Legal Awareness & Way Forward
During our studies in law schools, we are taught about Article 19 of Constitutional Law regarding freedom of speech and the restrictions on free speech based on the grounds mentioned in Article 19. However, our legal education on this particular matter should be organized in such a way that there should be a distinction between these restrictions as direct and indirect restrictions on freedom of speech. The direct restrictions are based on grounds such as public order, decency and morality, etc which are already mentioned in Article 19. There is an existing awareness among the legal fraternity regarding the direct restrictions, as immense litigation took place under Article 19. On the other hand, many law students, lawyers and advocates among the legal fraternity are not acquainted with the fact that freedom of speech can be restricted through indirect ways as well. The doctrine of chilling effect explains these indirect restrictions on freedom of speech. There should be promotions, discussions, podcasts, seminars etc., in the field of legal education about legal doctrines, which have a huge impact on legal jurisprudence. For instance, the chilling effect relates to indirect restrictions on freedom of speech. This will increase awareness among law students regarding the indirect restrictions that the government puts on individuals through vague and arbitrary laws. This will eventually lead to awareness among the legal fraternity as well.

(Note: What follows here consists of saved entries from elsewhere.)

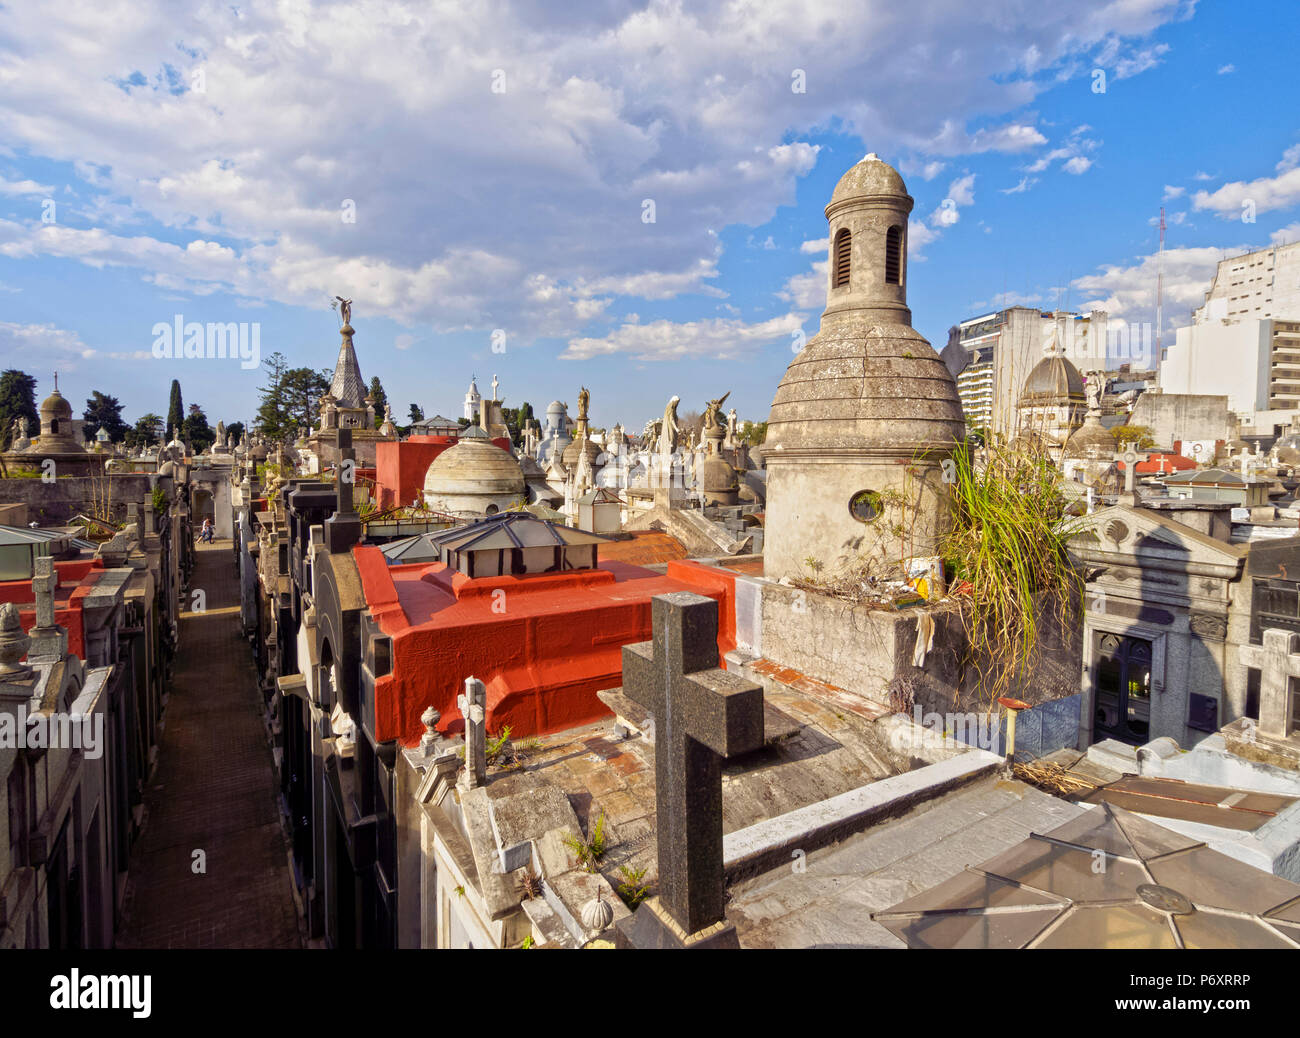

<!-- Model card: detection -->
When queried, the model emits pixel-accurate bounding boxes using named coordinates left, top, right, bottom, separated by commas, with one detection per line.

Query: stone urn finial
left=581, top=887, right=614, bottom=933
left=0, top=602, right=33, bottom=680
left=419, top=705, right=442, bottom=755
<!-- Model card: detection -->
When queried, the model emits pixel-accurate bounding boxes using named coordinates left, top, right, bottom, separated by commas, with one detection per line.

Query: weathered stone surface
left=621, top=591, right=763, bottom=936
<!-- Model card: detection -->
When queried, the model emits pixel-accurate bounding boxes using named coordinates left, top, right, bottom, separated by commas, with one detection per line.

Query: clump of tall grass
left=940, top=437, right=1087, bottom=707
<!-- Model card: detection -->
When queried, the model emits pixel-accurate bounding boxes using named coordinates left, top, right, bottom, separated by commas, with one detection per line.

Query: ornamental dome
left=423, top=438, right=524, bottom=511
left=562, top=435, right=601, bottom=473
left=829, top=152, right=908, bottom=205
left=1020, top=354, right=1085, bottom=406
left=40, top=388, right=73, bottom=421
left=1063, top=415, right=1116, bottom=461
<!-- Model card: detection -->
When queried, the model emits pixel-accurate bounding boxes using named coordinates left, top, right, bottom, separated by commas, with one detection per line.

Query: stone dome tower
left=764, top=154, right=965, bottom=580
left=25, top=384, right=85, bottom=454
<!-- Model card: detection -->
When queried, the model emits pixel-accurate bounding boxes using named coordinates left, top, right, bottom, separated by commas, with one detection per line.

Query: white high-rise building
left=1160, top=243, right=1300, bottom=431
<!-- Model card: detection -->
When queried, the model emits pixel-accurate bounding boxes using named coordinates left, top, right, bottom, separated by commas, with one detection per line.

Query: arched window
left=885, top=225, right=902, bottom=285
left=50, top=419, right=59, bottom=434
left=832, top=228, right=851, bottom=288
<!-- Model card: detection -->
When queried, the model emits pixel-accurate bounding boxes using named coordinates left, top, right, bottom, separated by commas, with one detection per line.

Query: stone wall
left=0, top=474, right=153, bottom=526
left=1130, top=392, right=1233, bottom=447
left=754, top=580, right=1082, bottom=728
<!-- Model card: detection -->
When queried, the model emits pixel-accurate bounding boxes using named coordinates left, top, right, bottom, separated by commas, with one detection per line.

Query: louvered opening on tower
left=832, top=228, right=851, bottom=288
left=885, top=225, right=902, bottom=285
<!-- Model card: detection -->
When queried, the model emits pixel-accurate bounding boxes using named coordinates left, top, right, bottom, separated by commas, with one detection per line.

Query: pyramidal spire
left=330, top=316, right=366, bottom=408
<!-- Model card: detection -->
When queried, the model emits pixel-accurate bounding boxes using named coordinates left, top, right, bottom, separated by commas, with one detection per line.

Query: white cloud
left=1218, top=63, right=1235, bottom=75
left=1113, top=44, right=1169, bottom=79
left=0, top=177, right=53, bottom=197
left=1192, top=150, right=1300, bottom=218
left=908, top=219, right=940, bottom=260
left=1063, top=156, right=1093, bottom=175
left=0, top=0, right=1192, bottom=341
left=1072, top=244, right=1250, bottom=335
left=0, top=320, right=95, bottom=366
left=1194, top=171, right=1215, bottom=181
left=947, top=173, right=976, bottom=207
left=1001, top=176, right=1036, bottom=194
left=562, top=313, right=804, bottom=362
left=1162, top=185, right=1185, bottom=200
left=913, top=121, right=1047, bottom=156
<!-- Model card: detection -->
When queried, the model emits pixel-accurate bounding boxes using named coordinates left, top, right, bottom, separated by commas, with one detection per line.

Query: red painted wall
left=374, top=437, right=455, bottom=510
left=0, top=559, right=99, bottom=660
left=353, top=547, right=739, bottom=747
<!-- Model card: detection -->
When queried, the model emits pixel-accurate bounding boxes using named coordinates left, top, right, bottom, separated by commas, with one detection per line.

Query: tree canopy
left=369, top=376, right=388, bottom=427
left=82, top=390, right=128, bottom=444
left=183, top=403, right=215, bottom=454
left=257, top=352, right=330, bottom=442
left=0, top=369, right=38, bottom=450
left=167, top=379, right=184, bottom=440
left=125, top=413, right=165, bottom=451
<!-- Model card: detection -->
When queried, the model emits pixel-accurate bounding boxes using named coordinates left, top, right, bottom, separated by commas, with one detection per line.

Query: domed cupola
left=763, top=154, right=964, bottom=580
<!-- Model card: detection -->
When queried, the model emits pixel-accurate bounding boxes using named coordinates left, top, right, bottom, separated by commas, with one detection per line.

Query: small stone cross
left=1238, top=628, right=1300, bottom=739
left=31, top=556, right=57, bottom=630
left=621, top=592, right=764, bottom=935
left=1113, top=445, right=1149, bottom=500
left=458, top=676, right=487, bottom=788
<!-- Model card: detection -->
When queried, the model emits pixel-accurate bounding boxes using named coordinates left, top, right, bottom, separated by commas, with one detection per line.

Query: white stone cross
left=457, top=676, right=487, bottom=788
left=1238, top=628, right=1300, bottom=738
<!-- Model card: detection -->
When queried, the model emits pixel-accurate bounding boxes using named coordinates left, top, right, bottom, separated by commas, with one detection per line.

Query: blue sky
left=1, top=0, right=1298, bottom=436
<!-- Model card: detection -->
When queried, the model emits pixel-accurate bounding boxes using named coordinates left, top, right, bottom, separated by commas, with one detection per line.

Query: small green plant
left=454, top=885, right=465, bottom=898
left=616, top=864, right=650, bottom=908
left=485, top=725, right=513, bottom=766
left=563, top=812, right=607, bottom=873
left=520, top=935, right=535, bottom=949
left=151, top=485, right=167, bottom=515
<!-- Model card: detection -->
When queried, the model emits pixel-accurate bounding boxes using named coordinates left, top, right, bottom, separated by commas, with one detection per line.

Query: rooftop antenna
left=1156, top=207, right=1166, bottom=362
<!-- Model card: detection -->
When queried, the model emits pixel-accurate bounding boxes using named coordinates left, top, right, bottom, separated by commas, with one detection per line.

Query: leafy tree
left=1109, top=425, right=1156, bottom=450
left=183, top=403, right=215, bottom=454
left=82, top=391, right=128, bottom=444
left=256, top=352, right=330, bottom=442
left=738, top=420, right=767, bottom=446
left=408, top=403, right=425, bottom=425
left=225, top=421, right=245, bottom=447
left=500, top=401, right=535, bottom=444
left=125, top=413, right=165, bottom=451
left=369, top=376, right=388, bottom=428
left=0, top=369, right=38, bottom=450
left=167, top=379, right=184, bottom=440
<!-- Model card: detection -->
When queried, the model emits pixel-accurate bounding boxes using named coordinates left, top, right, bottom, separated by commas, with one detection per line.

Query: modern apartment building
left=1160, top=243, right=1300, bottom=432
left=950, top=307, right=1109, bottom=436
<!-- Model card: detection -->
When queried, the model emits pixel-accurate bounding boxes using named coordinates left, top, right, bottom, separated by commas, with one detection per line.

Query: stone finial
left=419, top=705, right=442, bottom=756
left=0, top=602, right=32, bottom=680
left=581, top=888, right=614, bottom=932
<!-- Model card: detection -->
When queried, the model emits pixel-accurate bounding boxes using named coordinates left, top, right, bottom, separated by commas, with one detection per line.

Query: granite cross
left=458, top=676, right=487, bottom=788
left=1238, top=628, right=1300, bottom=738
left=1113, top=445, right=1149, bottom=498
left=621, top=591, right=764, bottom=936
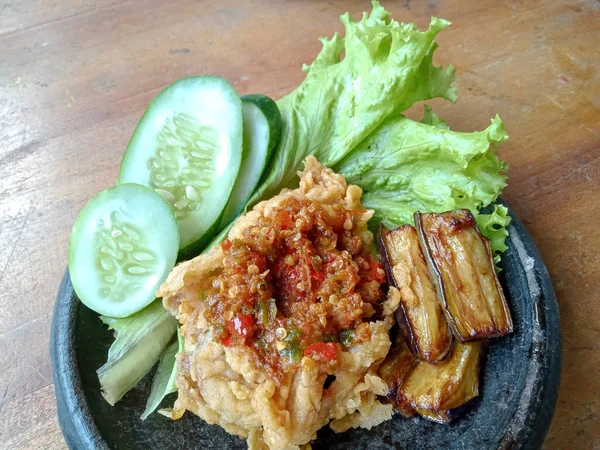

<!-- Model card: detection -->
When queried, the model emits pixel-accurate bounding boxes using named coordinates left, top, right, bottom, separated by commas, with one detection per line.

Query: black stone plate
left=50, top=207, right=561, bottom=450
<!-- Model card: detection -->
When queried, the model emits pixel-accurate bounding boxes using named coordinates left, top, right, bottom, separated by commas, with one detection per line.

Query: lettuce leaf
left=333, top=111, right=509, bottom=253
left=141, top=328, right=182, bottom=420
left=421, top=104, right=449, bottom=129
left=97, top=299, right=177, bottom=405
left=249, top=1, right=457, bottom=205
left=477, top=204, right=511, bottom=265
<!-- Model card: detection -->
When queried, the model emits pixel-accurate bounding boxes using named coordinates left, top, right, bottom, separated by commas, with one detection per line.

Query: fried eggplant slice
left=415, top=408, right=451, bottom=424
left=378, top=333, right=419, bottom=417
left=379, top=225, right=452, bottom=362
left=415, top=210, right=513, bottom=341
left=399, top=340, right=486, bottom=423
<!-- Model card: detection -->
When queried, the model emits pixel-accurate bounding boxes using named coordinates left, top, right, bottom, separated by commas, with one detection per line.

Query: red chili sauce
left=203, top=197, right=386, bottom=379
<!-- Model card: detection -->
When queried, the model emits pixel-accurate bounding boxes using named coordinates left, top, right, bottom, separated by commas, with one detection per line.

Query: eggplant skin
left=399, top=340, right=486, bottom=422
left=414, top=210, right=513, bottom=341
left=379, top=225, right=452, bottom=363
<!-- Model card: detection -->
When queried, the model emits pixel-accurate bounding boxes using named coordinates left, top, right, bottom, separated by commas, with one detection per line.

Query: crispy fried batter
left=157, top=157, right=399, bottom=450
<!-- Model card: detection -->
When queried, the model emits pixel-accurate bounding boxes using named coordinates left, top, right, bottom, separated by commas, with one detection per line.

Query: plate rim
left=50, top=206, right=562, bottom=450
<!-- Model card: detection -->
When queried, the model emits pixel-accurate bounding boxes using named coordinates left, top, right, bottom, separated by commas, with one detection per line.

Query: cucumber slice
left=68, top=184, right=179, bottom=318
left=118, top=76, right=243, bottom=258
left=219, top=94, right=282, bottom=227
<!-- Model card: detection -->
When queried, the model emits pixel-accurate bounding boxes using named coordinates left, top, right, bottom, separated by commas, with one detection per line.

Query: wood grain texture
left=0, top=0, right=597, bottom=448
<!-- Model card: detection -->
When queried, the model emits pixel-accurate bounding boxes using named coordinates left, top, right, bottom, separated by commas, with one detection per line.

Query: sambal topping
left=202, top=196, right=386, bottom=378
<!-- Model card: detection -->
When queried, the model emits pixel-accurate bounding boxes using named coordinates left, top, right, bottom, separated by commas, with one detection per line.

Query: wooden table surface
left=1, top=0, right=598, bottom=448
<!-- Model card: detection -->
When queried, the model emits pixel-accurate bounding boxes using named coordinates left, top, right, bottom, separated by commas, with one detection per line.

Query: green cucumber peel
left=219, top=94, right=282, bottom=227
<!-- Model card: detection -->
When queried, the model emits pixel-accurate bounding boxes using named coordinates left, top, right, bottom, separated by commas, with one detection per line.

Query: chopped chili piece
left=259, top=299, right=277, bottom=326
left=311, top=269, right=325, bottom=282
left=339, top=329, right=355, bottom=347
left=365, top=261, right=386, bottom=284
left=231, top=314, right=254, bottom=336
left=277, top=209, right=293, bottom=229
left=220, top=238, right=232, bottom=252
left=304, top=342, right=339, bottom=360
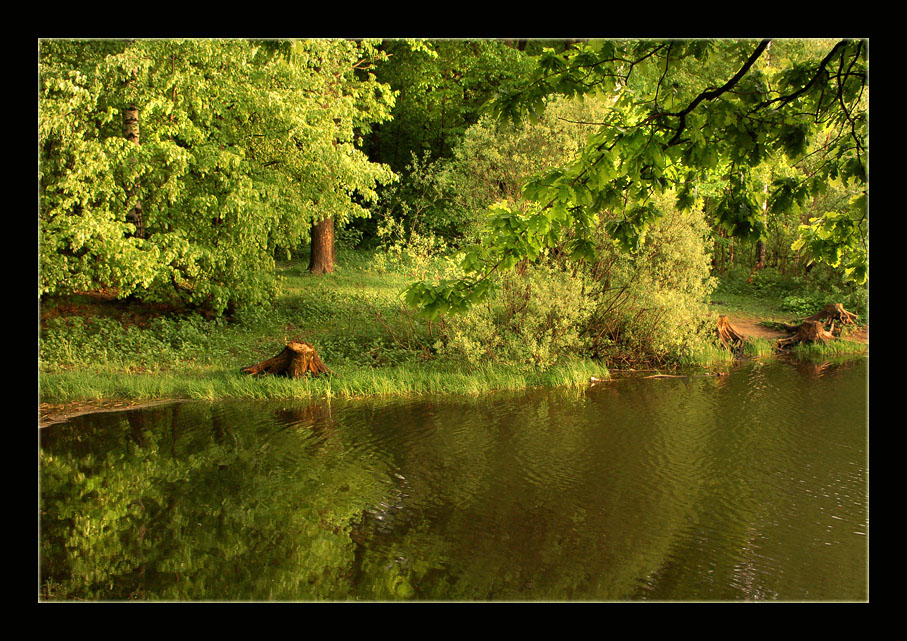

Despite some mentions of chilling effects in Supreme Court judgements, the concept still didn’t get any recognition. Well, according to many experts, it is due to the matter that the doctrine is not litigated extensively in India. But the main point of the question is: Why has such a doctrine that incorporates the indirect restriction on freedom of speech not been litigated? Sometimes, the most important thing, despite its prominence, remains ignored or discarded. This is the nature of all humans that we keep something untouched and then immediately focus on that particular thing. Laws are also being made and litigated by humans only (until and unless there is a takeover by AI). For instance, the morality mentioned under Article 19(2), Article 19(4), Article 25 (1) and Article 26 was referred in less than ten Supreme Court cases till 2010. However, in 2018 alone, the term ‘Morality’ was referred to in more than 10 cases. It also gained more popularity and was discussed by many after the Indian Young Lawyers Association vs The State of Kerala case. Hence, a concept or a particular thing sometimes remains undisturbed and then it just booms. This is the same case with the doctrine of chilling effect. It is true that this doctrine has not been litigated on a large scale, but with more cases related to freedom of speech in the future, this doctrine will be discussed more and will find its place in Indian laws. This can only be achieved if there are more reasonable and logical reforms in the legal field, which will particularly focus educating law students, lawyers and advocates about the indirect ways of restricting freedom of speech. They will be comprehensively knowledgeable and dig out more ways of litigation in the future on the matter of chilling effect.